Is there a list anywhere on the ASX website and/or internet that has every company that falls into the mid-cap sector?
And/or narrow a search field down to the mid-cap and then further narrow to a certain industry sector.


----------



## pavilion103 (4 June 2013)

So_Cynical said:


> So only the bottom 200 stocks in the ASX 300 are considered small caps.  ok that's a little surprising, i always considered those stocks as mid caps.




Me too


----------



## sinner (4 June 2013)

pavilion103 said:


> Me too




The important thing to note that this is S&P definition of ASX small cap *investable* benchmark index. They don't use the same rules and formula to calculate factors (size, value, yield, etc) in all countries/universes and there are multiple companies (S&P, MSCI, Russell, etc) as well as the exchanges with their own benchmark index (All Ordinaries, etc) for each factor with slightly different rules. 

To meet academic consensus (Fama & French) and make sure the benchmarks are realistically investable universes for large institutions like mutual or super funds, a large majority of the total market (~1500 of ~1800 on the ASX) will be discarded as uninvestable.

In this case I assume the principle is supposed to be analoguous to the popular US Russell indices, where you've got the large cap Russell 1000 (less well known/accepted than the S&P 500) and the small cap Russell 2000, combining together to form the Russell "US Total Market" index.
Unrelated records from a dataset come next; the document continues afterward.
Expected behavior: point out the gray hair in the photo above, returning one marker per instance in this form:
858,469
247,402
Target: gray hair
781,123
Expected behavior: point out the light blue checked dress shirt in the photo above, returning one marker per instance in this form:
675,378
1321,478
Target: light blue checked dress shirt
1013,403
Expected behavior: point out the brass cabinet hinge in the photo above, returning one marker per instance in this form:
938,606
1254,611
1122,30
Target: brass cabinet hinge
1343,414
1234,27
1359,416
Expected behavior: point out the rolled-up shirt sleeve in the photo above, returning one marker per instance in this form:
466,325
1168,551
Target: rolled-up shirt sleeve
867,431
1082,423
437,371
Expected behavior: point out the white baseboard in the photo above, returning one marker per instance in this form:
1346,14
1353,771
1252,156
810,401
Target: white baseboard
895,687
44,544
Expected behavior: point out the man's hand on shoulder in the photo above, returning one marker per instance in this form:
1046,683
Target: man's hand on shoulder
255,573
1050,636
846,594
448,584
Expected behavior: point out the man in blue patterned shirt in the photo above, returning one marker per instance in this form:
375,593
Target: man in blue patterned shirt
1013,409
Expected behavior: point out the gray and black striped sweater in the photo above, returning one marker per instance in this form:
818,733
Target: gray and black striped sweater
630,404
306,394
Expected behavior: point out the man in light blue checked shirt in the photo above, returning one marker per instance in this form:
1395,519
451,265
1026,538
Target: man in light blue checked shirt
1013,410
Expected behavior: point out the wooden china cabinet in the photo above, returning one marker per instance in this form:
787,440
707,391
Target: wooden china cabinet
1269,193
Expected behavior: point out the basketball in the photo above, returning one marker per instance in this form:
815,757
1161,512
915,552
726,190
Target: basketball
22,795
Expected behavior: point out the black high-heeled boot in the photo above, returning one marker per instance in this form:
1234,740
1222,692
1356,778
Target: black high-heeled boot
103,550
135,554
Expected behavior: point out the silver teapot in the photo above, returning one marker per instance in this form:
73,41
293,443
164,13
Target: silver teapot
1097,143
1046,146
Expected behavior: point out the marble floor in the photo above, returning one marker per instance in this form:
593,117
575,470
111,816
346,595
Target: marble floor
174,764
If I remember correctly, the benchmark midcap index is the bottom half of the S&P ASX 100.

EDIT: Yep
http://www.asx.com.au/products/capitalisation-indices.htm#sp_asx_small_ordinaries_index


> S&P/ASX MidCap 50 Index
> 
> The S&P/ASX MidCap 50 Index (XMD) is comprised of companies within the S&P/ASX 100, but not those included in the S&P/ASX 50. The index provides a benchmark for large active managers where the emphasis is on having a portfolio with sufficient liquidity.


----------